Dive Brief:
- Despite lengthy cloud adoption efforts, just 14% of enterprises have reached the highest level of cloud maturity, according to a survey published by NTT Data. The technology services company surveyed 2,300 senior decision-makers in 33 countries for its Thursday report.
- With most businesses still in the earliest stages of cloud maturity, where cloud is used for isolated workloads or infrastructure hosting, fewer than half of surveyed leaders said they were fully satisfied with cloud's role in innovation efforts, according to the survey.

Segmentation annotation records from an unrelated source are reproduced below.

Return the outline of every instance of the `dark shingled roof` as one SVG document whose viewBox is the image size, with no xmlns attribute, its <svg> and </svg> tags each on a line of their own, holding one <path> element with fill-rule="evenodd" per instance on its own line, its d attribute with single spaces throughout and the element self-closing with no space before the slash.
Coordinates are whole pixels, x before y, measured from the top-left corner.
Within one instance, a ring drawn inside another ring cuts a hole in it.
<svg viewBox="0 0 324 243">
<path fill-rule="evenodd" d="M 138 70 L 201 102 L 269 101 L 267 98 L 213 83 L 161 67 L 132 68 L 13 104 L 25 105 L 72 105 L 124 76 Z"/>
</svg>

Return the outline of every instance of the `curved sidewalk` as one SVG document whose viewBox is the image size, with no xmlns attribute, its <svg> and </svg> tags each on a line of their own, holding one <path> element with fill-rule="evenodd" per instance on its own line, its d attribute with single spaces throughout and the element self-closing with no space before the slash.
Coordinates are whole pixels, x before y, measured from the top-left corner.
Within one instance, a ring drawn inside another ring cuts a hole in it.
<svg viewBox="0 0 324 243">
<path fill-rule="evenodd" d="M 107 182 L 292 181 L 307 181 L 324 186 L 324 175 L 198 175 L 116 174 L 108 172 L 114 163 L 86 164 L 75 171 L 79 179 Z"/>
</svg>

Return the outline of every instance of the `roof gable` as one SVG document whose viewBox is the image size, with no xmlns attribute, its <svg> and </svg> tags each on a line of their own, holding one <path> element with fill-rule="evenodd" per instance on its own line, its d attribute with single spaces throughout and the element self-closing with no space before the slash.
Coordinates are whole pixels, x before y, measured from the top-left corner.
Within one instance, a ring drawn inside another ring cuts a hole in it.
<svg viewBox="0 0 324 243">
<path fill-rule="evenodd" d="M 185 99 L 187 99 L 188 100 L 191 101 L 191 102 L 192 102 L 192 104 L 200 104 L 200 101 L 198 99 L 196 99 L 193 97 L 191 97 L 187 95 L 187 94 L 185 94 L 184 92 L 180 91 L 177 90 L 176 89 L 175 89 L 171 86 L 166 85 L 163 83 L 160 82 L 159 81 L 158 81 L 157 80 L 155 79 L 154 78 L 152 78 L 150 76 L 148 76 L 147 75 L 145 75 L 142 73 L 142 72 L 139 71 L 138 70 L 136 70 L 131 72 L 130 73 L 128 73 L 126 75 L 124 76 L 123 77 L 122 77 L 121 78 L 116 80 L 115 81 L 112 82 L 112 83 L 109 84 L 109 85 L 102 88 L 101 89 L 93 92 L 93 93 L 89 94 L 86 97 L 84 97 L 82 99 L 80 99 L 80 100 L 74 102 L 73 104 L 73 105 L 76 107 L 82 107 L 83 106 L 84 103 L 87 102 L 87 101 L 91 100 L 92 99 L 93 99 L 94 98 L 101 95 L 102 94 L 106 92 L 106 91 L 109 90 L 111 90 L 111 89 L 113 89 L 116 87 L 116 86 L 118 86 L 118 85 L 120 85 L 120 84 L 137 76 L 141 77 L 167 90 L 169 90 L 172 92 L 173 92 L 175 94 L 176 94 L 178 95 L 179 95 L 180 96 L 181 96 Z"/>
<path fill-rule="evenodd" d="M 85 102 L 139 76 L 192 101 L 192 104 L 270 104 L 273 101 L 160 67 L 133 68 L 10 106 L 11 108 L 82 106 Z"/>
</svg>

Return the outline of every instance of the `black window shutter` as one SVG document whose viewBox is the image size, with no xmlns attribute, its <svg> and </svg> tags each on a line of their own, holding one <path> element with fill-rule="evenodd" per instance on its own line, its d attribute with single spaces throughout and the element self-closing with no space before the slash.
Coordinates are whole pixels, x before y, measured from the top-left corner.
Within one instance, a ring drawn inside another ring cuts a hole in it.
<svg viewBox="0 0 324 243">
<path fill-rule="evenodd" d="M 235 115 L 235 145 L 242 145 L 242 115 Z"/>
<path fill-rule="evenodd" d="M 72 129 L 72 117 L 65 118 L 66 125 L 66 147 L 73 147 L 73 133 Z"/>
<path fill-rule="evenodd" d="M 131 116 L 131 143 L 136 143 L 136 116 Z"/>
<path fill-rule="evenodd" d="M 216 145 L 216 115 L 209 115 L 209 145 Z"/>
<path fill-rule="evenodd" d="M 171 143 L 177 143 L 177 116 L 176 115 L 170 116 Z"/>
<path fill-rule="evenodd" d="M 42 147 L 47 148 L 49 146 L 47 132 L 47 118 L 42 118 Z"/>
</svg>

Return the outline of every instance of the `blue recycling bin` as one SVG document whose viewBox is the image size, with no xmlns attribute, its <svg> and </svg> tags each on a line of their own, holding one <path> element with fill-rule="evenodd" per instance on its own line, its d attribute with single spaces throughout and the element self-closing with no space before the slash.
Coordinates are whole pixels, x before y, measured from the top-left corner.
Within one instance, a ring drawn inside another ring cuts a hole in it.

- The disconnect between cloud readiness and AI deployment plans is leading most businesses to rethink their cloud spend. Three-quarters of companies expect to increase their cloud spending significantly in the next two years, NTT Data found.
Dive Insight:
Cloud is key to scaling AI adoption, as quality results from advanced models require the right infrastructure and data. But most enterprises have been unable to fully modernize legacy cloud estates, preventing rich datasets from delivering value.
In an effort to attract enterprise customers, hyperscalers have expanded their menu of AI offerings and pitched themselves as the natural providers of AI services.
The focus on enterprise spend is already showing up on their balance sheets. The market for cloud infrastructure services — led by AWS, Microsoft and Google — reached $419 billion last year, according to Synergy Research Group data. The analyst firm credits generative AI services as a major driver for growth.
“Cloud has moved well beyond infrastructure and is now the execution layer for AI,” Charlie Li, president and global head of cloud and security at NTT DATA, said in a release accompanying the report. “Organizations that fail to evolve their cloud foundations risk constraining the growth and value of their AI investments.”
But cloud immaturity is not the only obstacle to enterprise AI. Nearly half of cloud leaders surveyed by NTT Data listed a lack of AI skills as a key blocker to hindering their cloud strategies over the coming year. The skills gaps worsen another problem in cloud: stubborn legacy implementations.
“Many organizations manage complex application estates that are difficult to refactor, integrate or retire,” NTT Data said in its report. “Skills gaps in cloud-native development, automation and DevOps compound the challenge, slowing progress and increasing execution risk as AI places new demands on application architecture.”